From: Jason L Tibbitts III <tibbs@math.uh.edu>
To: linux-nfs@vger.kernel.org
Subject: All access to NFS4 krb5p server hanging when one user has an expired ticket
Date: Thu, 02 Apr 2015 12:58:28 -0500
Message-ID: <ufamw2qfm4b.fsf@epithumia.math.uh.edu>
MIME-Version: 1.0
Content-Type: text/plain
Sender: linux-nfs-owner@vger.kernel.org

I'm running into an odd issue that I haven't been able to figure out.  I
have four identical NFS servers running the current Centos 7 release and
currently have their 3.10.0-123.20.1.el7.x86_64 kernel booted.  (Yeah, I
know, Centos/EL have outdated kernel bits, but I don't have anough info
to make a good bug report at this point.)  My clients are all Fedora 21
running 3.19.1.

Two of the servers have a single filesystem exported with either
sec=krb5p:krb5i:krb5 or sec=krb5p:krb5i:krb5:sys.  This filesystem has
no data and is not accessed by clients.  The other filesystems are
exported without any sec= option.

After a while, client access to all filesystems on one of the servers
will begin to hang uninterruptibly; the following appears repeatedly,
once a second, in the kernel log:

NFS: state manager: check lease failed on NFSv4 server nas01 with error 13

There are no problems accessing filesystems on the other servers during
this time.

If I kill all user processes that have any filesystems from that one
server and umount all of the relevant filesystems, things start working
and fresh mounts from that server can be accessed.  However, things
begin failing again after what appears to be very close to 24 hours.
That happens to be the default kerberos ticket expiration time.  (I did
not have sssd auto ticket renewal enabled on the client.)
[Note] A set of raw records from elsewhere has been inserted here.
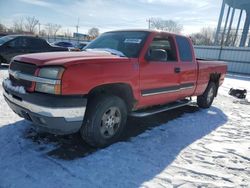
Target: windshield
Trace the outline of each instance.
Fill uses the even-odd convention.
[[[102,34],[84,50],[106,51],[118,56],[138,57],[148,32],[117,31]]]
[[[15,38],[14,36],[4,36],[0,38],[0,45],[4,44],[5,42],[8,42]]]

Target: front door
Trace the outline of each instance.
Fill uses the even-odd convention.
[[[180,66],[176,51],[172,36],[160,34],[152,39],[145,61],[140,62],[141,98],[138,107],[165,104],[179,99]],[[159,58],[151,57],[157,54]]]

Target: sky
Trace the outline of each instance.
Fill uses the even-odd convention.
[[[183,34],[216,28],[222,0],[0,0],[0,23],[11,27],[19,17],[35,16],[62,26],[60,32],[87,33],[118,29],[147,29],[152,17],[172,19],[183,25]]]

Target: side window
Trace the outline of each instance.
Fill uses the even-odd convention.
[[[152,50],[166,52],[167,58],[165,61],[177,61],[175,43],[172,37],[155,37],[150,44],[148,55],[150,55]]]
[[[28,39],[28,46],[29,46],[29,48],[39,49],[39,48],[41,48],[41,41],[40,41],[40,39],[29,38]]]
[[[185,37],[176,36],[176,41],[177,41],[181,61],[192,62],[193,55],[192,55],[192,50],[191,50],[191,46],[190,46],[188,39]]]

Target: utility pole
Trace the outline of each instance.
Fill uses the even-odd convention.
[[[40,27],[41,27],[41,24],[40,22],[38,23],[38,36],[40,36]]]
[[[76,25],[76,34],[77,34],[77,42],[79,44],[79,33],[78,33],[78,28],[79,28],[79,17],[77,18],[77,25]]]
[[[147,19],[146,22],[148,22],[148,29],[150,29],[150,26],[151,26],[151,18]]]

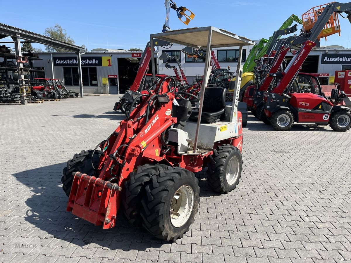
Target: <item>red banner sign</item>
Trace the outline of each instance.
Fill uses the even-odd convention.
[[[141,53],[132,53],[132,58],[141,58]]]

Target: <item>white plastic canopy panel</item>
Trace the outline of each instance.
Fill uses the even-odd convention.
[[[198,48],[206,48],[208,32],[212,31],[211,47],[255,45],[248,38],[213,27],[193,27],[153,34],[151,36]]]

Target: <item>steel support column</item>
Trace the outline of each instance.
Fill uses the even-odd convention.
[[[23,63],[22,62],[22,50],[21,49],[21,36],[17,34],[16,36],[11,37],[15,45],[15,54],[17,62],[17,73],[18,74],[18,87],[21,96],[21,104],[27,104],[26,98],[25,96],[24,90],[24,73],[23,72]]]

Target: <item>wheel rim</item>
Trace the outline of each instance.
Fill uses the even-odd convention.
[[[277,124],[280,127],[286,127],[290,123],[290,118],[286,114],[279,115],[277,119]]]
[[[347,115],[340,115],[337,120],[338,126],[342,128],[344,128],[349,126],[350,124],[350,118]]]
[[[233,156],[229,160],[226,171],[226,177],[228,184],[233,184],[238,180],[240,167],[239,159],[237,156]]]
[[[188,221],[194,207],[194,195],[188,184],[182,186],[177,190],[171,203],[171,222],[176,227],[180,227]]]

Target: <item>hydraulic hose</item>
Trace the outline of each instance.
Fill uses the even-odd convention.
[[[129,118],[130,117],[131,114],[132,114],[132,111],[133,110],[133,107],[134,106],[134,104],[135,104],[135,103],[137,102],[137,101],[140,98],[144,96],[149,96],[149,94],[141,94],[134,99],[134,100],[133,101],[133,102],[132,102],[132,104],[131,104],[131,107],[129,108],[129,110],[128,111],[128,115],[127,116],[127,118],[126,118],[127,120],[129,120]]]

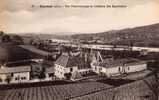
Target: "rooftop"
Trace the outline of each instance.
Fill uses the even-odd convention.
[[[0,68],[0,74],[30,72],[30,71],[31,71],[31,67],[30,66]]]
[[[84,58],[80,56],[70,56],[69,54],[62,54],[55,62],[55,64],[63,67],[78,66],[80,69],[88,68],[88,64],[84,61]]]
[[[95,66],[102,66],[106,68],[123,66],[123,65],[138,65],[145,64],[145,61],[141,61],[134,58],[123,58],[123,59],[115,59],[115,60],[104,60],[103,62],[94,63]]]

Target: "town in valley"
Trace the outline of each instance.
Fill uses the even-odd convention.
[[[159,24],[103,33],[0,31],[0,100],[158,100]]]

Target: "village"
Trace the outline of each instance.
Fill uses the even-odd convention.
[[[159,77],[158,51],[151,48],[91,45],[5,33],[1,33],[0,37],[0,88],[7,88],[5,93],[18,91],[14,95],[5,94],[4,100],[40,100],[38,96],[29,98],[32,94],[25,91],[34,91],[33,94],[35,91],[47,91],[41,100],[83,100],[88,94],[93,96],[93,93],[100,94],[101,91],[116,93],[130,84],[145,85],[143,81],[146,80],[158,84],[155,83],[158,78],[153,81],[156,79],[154,75]],[[23,88],[28,90],[23,91]],[[51,88],[53,90],[49,90]],[[63,96],[56,94],[62,89],[66,91]],[[141,98],[156,98],[153,93],[148,95],[149,91],[145,89],[146,94],[142,93]],[[47,93],[56,95],[45,96]],[[10,99],[10,95],[14,99]],[[99,98],[99,95],[96,96]]]

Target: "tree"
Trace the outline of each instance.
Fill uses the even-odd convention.
[[[151,75],[155,76],[155,82],[151,83],[147,80],[144,80],[145,84],[149,87],[149,89],[152,91],[153,95],[154,95],[154,99],[153,100],[158,100],[158,96],[159,96],[159,80],[158,80],[158,75],[157,72],[152,72]]]
[[[15,44],[23,44],[23,39],[19,35],[13,35],[12,42]]]
[[[2,36],[2,42],[11,42],[11,38],[9,35],[3,35]]]
[[[3,31],[0,31],[0,36],[3,36],[4,35],[4,32]]]
[[[72,74],[71,73],[65,73],[64,76],[66,77],[66,79],[71,79]]]
[[[7,77],[6,77],[6,79],[5,79],[5,81],[7,82],[7,83],[10,83],[10,81],[11,81],[11,75],[7,75]]]

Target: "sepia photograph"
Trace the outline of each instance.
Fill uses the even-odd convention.
[[[158,0],[2,0],[0,100],[159,100]]]

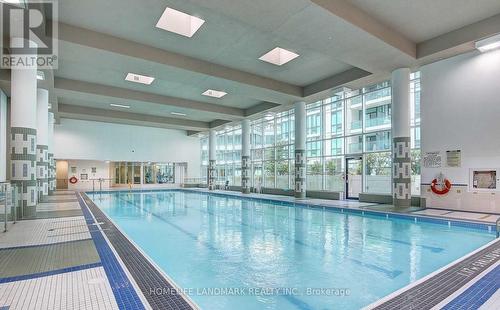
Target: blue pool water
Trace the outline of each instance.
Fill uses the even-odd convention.
[[[358,309],[494,239],[198,192],[89,196],[203,309]]]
I think this is quite similar to what was reported here several years
ago in
   http://www.spinics.net/lists/linux-nfs/msg22430.html
except that it appears to be even worse; even if users aren't using the
kerberized filesystem and the filesystems are all mounted sec=sys,
things still eventually hang for everyone when a ticket expires.  I am
assuming that a kerberos ticket exchange still happens because the
server has one kerberized export, even if the requested filesystem isn't
kerberized.  But that's all really just conjecture.

Some relevant software versions:

Server:
kernel-3.10.0-123.20.1.el7.x86_64
nfs-utils-1.3.0-0.8.el7.x86_64
gssproxy-0.3.0-10.el7.x86_64
krb5-libs-1.12.2-14.el7.x86_64

Client:
kernel-3.19.1-201.fc21.x86_64
nfs-utils-1.3.1-6.2.fc21.x86_64
gssproxy-0.3.1-4.fc21.x86_64
krb5-libs-1.12.2-14.fc21.x86_64

And just in case, the KDC:
krb5-server-1.12.2-14.fc21.x86_64
krb5-libs-1.12.2-14.fc21.x86_64

 - J<